What if Crisis on Infinite Earths never happened? by Juan "Mr. Anonymous" Garcia
Introduction
For a moment, he stirred and remembered.He caught a glimpse of a great fortress
in the frozen wastelands of the north.
Of a lost paradise on a distant world.He saw a time when he had no blood on his hands,
and never would.
When the violence of hatred and mistrust,
the temptation of moral compromise,
could no more overcome him
than a droplet of water could conquer the sun.But then the memory slipped away
like the dream it was.
"Ode to a Dream" by Tor Kinlok, frontispiece to the Kingdom Come novel
Hi everyone. I'm Mr. Anonymous and I'm here to write a DC Comics fanfic because I like DC Comics, I really do. I have always enjoyed its superheroes yet while the idea of Superman and his fellow Justice League heroes appeal to me there are some stories in which that idea is not always well expressed. Such stories aren't told for the sake of malice, far from it; even the best comics' writer has the occasional bad day. After all, as Paul Levitz wrote in the introduction to Huntress: Dark Knight Daughter, he is fully aware that the stories he wrote in his earliest days—stories retold in Huntress, whose titular character he created—might not have been perfect, but he tried his best and for that, he hopes the reader can forgive him any failings. I know I do.
Nevertheless, that bad stories do occasionally happen is something that I will not dispute and so in the name of happy mental exercise, I will ask what if things had been a little different? What if in the past few decades, DC Comics had taken the path less traveled? We will in effect ask, "What if the Crisis on Infinite Earths never happened?"
Written in 1985 to coincide with its fiftieth anniversary, Crisis on Infinite Earths is the single biggest DC story of all times. Even now, decades later, its history is divided into pre-Crisis and post-Crisis. The event not only removed the multiverse concept that had been central to DC Comics up until then, it also launched a tide of revisionism that led to character after character being rewritten. Such drastic changes left long time readers stunned to learn that not only did the characters they so loved no longer existed but had never existed. There was also no overall plan to coordinate things which lead to glaring contradictions. For example, in 1987 writer/artist George Perez reintroduced Wonder Woman as a brand new heroine at the same time her little sister Wonder Girl was "left on the books;" where then did Wonder Girl come from without Wonder Woman to be her big sister? The headaches lasted for years.
What if, then, Crisis on Infinite Earths never happened? Now, I am not going to ask what if Crisis never happened from an in-continuity perspective. I won't ask how pre-Crisis Superman would fare against Doomsday. No, what I am asking is what if there had only ever been a natural progression and not an abrupt shift. What if DC had opted for soft reboots only and only allowed changes that could fit within established continuity? It could have happened. When Batman was rebooted in the wake of Crisis, writers took advantage of the event to remove certain events but the bulk of his pre-Crisis adventures, though modified, remained intact.
I've decided to examine this idea in a metafictional context: it is 1986 and as the last issue of Crisis on Infinite Earths is hitting the stands, various writers and artists meet to discuss the future of the DC Universe. Would this happen? Do DC's writers work like that; check in daily as if it were a nine-to-five job? Maybe not, but if not, let us suspend disbelief and imagine what could have been. Let us imagine if DC Comics had relaunched its superheroes without "the trend of sweeping aside the work done by those who came immediately before". What if there had been "an honest attempt to synthesize the best of all previous eras"? What if the "'cosmic reset' notion [had] been replaced by a policy of 'include and transcend' with regard to past continuity"?

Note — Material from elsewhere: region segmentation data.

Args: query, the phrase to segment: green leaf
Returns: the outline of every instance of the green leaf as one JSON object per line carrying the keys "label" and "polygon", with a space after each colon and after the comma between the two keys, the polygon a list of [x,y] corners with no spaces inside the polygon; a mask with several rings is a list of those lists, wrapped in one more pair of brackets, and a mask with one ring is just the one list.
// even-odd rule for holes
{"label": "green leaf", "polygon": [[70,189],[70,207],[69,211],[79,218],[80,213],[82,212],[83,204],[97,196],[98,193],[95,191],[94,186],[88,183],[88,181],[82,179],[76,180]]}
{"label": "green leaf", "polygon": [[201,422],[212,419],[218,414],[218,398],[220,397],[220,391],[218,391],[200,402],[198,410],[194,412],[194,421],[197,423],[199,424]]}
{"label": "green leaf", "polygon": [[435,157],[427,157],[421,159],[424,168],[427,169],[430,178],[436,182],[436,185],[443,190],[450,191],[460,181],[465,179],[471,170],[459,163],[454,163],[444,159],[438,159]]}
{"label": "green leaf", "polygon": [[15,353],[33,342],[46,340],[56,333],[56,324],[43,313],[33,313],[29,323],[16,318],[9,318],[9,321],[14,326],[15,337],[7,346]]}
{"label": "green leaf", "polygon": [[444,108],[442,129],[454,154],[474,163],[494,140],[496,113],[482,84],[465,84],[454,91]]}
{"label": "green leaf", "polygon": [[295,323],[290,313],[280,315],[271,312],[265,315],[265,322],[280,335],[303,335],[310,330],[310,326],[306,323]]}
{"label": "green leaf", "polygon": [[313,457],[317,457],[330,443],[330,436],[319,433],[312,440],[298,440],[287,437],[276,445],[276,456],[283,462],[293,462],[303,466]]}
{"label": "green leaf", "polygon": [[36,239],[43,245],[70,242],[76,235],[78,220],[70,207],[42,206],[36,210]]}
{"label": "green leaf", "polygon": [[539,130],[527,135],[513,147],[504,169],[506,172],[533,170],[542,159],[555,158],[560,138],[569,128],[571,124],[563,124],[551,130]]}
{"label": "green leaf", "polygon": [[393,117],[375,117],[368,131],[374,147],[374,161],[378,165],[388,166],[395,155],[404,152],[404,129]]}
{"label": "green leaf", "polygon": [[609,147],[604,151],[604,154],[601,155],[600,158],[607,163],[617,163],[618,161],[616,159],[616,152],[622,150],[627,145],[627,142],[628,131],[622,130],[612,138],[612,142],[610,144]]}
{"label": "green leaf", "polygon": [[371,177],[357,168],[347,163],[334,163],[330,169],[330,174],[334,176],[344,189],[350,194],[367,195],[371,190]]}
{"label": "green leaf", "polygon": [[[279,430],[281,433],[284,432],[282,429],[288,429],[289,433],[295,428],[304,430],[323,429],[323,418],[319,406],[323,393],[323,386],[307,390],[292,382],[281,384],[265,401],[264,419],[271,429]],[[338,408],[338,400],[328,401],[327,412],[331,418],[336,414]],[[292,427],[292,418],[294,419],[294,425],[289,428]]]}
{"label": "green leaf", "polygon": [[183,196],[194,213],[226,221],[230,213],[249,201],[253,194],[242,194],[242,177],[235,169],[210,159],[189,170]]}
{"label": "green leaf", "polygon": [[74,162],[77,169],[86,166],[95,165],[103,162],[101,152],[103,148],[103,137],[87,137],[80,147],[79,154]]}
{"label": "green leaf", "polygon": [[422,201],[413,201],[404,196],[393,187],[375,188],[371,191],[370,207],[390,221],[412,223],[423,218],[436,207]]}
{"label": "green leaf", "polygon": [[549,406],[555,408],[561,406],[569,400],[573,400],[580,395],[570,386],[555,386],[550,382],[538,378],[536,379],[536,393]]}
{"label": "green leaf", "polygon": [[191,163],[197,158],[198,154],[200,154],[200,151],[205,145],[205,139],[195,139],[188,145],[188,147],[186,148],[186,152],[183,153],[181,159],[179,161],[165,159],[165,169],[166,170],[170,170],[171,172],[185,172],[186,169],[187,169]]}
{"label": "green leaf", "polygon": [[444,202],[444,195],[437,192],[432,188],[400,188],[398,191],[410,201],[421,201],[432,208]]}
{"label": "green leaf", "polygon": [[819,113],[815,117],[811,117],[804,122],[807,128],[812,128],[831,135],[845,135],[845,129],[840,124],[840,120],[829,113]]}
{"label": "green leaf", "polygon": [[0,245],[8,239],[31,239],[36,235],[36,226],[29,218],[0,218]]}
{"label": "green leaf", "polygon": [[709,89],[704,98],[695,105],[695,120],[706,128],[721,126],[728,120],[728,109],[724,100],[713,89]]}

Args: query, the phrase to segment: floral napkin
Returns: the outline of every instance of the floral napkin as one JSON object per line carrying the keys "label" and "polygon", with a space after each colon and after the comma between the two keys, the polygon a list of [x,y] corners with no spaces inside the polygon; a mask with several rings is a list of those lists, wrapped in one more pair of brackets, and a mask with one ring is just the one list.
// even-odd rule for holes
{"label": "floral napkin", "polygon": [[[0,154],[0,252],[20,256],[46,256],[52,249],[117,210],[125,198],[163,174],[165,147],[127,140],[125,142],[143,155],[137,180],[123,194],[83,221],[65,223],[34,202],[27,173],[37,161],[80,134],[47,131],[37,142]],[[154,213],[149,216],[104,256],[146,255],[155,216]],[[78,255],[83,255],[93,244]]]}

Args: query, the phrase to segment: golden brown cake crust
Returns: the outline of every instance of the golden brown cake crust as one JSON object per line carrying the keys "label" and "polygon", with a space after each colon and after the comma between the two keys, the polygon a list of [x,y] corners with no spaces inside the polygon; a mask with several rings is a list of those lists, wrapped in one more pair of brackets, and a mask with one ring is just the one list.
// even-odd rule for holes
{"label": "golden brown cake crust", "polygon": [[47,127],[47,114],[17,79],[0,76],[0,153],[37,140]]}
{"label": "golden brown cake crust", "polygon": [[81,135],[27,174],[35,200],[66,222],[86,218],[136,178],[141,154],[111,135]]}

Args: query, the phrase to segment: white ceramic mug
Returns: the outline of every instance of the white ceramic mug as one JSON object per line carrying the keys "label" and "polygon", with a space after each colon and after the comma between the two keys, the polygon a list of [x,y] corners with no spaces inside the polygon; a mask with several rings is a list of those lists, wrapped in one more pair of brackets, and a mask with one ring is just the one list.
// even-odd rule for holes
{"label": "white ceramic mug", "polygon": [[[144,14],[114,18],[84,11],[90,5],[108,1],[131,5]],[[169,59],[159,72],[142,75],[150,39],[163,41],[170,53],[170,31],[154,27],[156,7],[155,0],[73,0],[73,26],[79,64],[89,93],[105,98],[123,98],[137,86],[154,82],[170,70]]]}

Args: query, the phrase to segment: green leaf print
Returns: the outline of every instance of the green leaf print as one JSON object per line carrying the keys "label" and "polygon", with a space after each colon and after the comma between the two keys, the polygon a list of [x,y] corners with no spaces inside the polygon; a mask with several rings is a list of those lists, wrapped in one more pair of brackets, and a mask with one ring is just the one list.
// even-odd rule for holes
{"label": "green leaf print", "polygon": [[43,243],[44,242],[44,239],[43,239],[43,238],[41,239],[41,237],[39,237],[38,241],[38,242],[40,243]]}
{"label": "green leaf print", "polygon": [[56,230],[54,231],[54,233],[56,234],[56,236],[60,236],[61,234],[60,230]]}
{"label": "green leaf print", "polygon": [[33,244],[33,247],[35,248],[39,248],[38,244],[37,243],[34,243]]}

This story is split into nine parts, this introduction, the prologue, Superman, Batman, Wonder Woman, the Justice League, DC Universe as a whole, the epilogue, and the conclusion. It borrows from a vast multiplicity of sources and my personal ideas of how pre-Crisis elements could have been integrated into the post-Crisis era from the beginning. I hope you like. ;)
Author's Notes: This entire story was originally plotted out and this introduction written in mid to late 2010, well before DC decided to reboot its entire line with Flashpoint and the new 52. This total reboot stands in stark contrast to the patchwork of reboots that happened after 1985's Crisis on Infinite Earths where some things remained the same (Green Lantern) but other things were changed drastically (Wonder Woman). Therefore, the entire purpose of this metafiction is itself "retconned" as it was supposed to ask what a softly retconned DC universe might have been like and Flashpoint and the 52, instead of modifying that Universe, completely ignore said Universe that I ask would have been like if it had been softly retconned.
In fact, it is worth noting that the post-Crisis DC Universe was retconned to a degree with 2005's Infinite Crisis which undid much of The Crisis on Infinite Earths by restoring various pre-Crisis events to continuity to create a world not unlike the world I imagine in my story… before, of course, Flashpoint and the 52 did away with everything.
From Crisis on Infinite Earths, to Infinite Crisis, to Flashpoint , to the new 52 (and with Zero Hour in between)… the retcon of a retcon of a retcon.